Re: [DISCUSS] OLAP Mutations

Posted by Daniel Kuppitz <me...@gremlin.guru>.
>
> would this notion of a "mutation tags" be useful in
> BulkLoaderVertexProgram?


Yes. I've used this approach in DSEG's BulkUpdateVertexProgram, which
allows to add properties and edges. IMO we should also create a new VP in
TinkerPop, one that is optimized to handle all update scenarios.

1. How do we deal with ID generation?


Do we need to care about IDs for edges and properties? I don't think so.
Vertices would be tricky though, but...

2. How do we add vertices in OLAP?


We never allowed that in the past iirc, but that would be a "great to
have". The question is, do we then have to care about IDs? The user could
provide an ID or the underlying Graph DB could provide one at write time.

3. How do we deal with updates that already occurred at the graph database
> while OLAP was processing?


It depends. Some scenarios would probably be solvable, others would lead to
failure. Maybe we can even make some of the behaviors configurable through
the BulkLoaderVP.

Cheers,
Daniel



On Tue, Apr 12, 2016 at 7:57 PM, Marko Rodriguez <ok...@gmail.com>
wrote:

> Hello,
>
> One of the big outstanding features in TinkerPop3 is OLAP-based graph
> mutations. That is:
>
>         graph database --read--> graph processor --write--> graph database
>
> Daniel Kuppitz has provided BulkLoaderVertexProgram with "from scratch" or
> incremental loading capabilities. It would be nice to be able to piggy back
> on this work for OLAP mutations.
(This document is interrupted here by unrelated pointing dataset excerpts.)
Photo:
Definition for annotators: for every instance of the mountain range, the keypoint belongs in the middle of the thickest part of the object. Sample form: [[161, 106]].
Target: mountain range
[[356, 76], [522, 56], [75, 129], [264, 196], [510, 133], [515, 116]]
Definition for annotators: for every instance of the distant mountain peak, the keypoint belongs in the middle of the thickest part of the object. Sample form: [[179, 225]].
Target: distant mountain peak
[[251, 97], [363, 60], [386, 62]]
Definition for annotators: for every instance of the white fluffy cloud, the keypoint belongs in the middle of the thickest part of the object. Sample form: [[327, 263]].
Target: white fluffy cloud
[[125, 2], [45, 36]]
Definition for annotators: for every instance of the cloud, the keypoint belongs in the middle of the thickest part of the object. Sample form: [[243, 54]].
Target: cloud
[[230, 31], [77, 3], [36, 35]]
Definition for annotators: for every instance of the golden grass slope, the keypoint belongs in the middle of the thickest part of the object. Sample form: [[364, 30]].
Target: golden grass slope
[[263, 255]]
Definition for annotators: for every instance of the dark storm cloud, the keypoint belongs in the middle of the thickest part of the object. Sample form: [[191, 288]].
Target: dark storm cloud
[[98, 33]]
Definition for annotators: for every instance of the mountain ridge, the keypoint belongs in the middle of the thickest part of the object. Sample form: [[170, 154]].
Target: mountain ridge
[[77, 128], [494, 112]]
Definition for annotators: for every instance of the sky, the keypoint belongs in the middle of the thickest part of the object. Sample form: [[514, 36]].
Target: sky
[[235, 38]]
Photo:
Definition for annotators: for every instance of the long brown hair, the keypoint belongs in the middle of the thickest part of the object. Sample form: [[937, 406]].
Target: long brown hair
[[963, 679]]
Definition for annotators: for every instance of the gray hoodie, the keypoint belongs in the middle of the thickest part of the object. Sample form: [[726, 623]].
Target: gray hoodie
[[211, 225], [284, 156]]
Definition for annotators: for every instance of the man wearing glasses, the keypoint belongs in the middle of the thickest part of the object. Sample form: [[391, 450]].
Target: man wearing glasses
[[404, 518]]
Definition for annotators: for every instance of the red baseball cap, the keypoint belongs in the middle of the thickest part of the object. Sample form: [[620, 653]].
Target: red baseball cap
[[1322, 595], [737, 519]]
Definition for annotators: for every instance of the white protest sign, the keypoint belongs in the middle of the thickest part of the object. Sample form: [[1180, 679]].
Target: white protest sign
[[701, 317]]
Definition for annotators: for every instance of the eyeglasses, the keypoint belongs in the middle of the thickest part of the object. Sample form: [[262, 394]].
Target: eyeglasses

Here is an idea that borrows from the OLAP
> mutation model developed by Matthias Broecheler in Faunus.
>
> 1. We create a MutatingProgram interface.
> 2. That interface will have a collection of public static final String
> compute keys.
>         - gremlin.mutatingProgram.mutation
>         - gremlin.mutatingProgram.droppedProperties
>         - gremlin.mutatingProgram.addedProperties
> 3. Any VertexProgram can implement MutatingProgram and in doing so, it
> will use the respective compute keys.
> 4. If that VertexProgram deletes a vertex, it does not delete the vertex,
> it simple adds the property "gremlin.mutatingProgram.mutation=dropped."
> 5. If that VertexProgram adds an edge, it adds the edge with the property
> "gremlin.mutatingProgram.mutation=added."
> 6. If that VertexProgram adds a vertex property, it adds the vertex
> property with the property "gremlin.mutatingProgram.mutation=added."
> 7. If that VertexProgram deletes a property, it adds the property to the
> element "gremlin.mutatingProgram.droppedProperties=[x,y,z]"
> 8. ...
> 9. It is up to the VertexProgram to be smart about consistency on
> mutations:
>         * If an edge is added, the next iteration should copy that edge to
> incoming/outgoing vertex's incident edge set.
>         * If an edge property is added, the next iteration should update
> the property on the incoming/outgoing vertex's incident edge's property.
>         * We can provide various static helper methods in MutatingProgram
> to make this easy.
> 10. When the VertexProgram has completed its computation (terminated),
> BulkLoaderVertexProgram will be able to read the resultant graph and use
> the MutatingProgram compute keys as necessary to do the respective updates
> to the source graph (i.e. the graph database).
>
> ---------------------
>
> Problems:
>
>         1. How do we deal with ID generation?
>         2. How do we add vertices in OLAP?
>         3. How do we deal with updates that already occurred at the graph
> database while OLAP was processing?
>
> @kuppitz -- would this notion of a "mutation tags" be useful in
> BulkLoaderVertexProgram? I assume it would make your life much easier as
> you don't have to do a "diff" -- the diff is provided to you.
>
> Thoughts on this matter would be much appreciated.
>
> Thank you,
> Marko.
>
> http://markorodriguez.com
>
>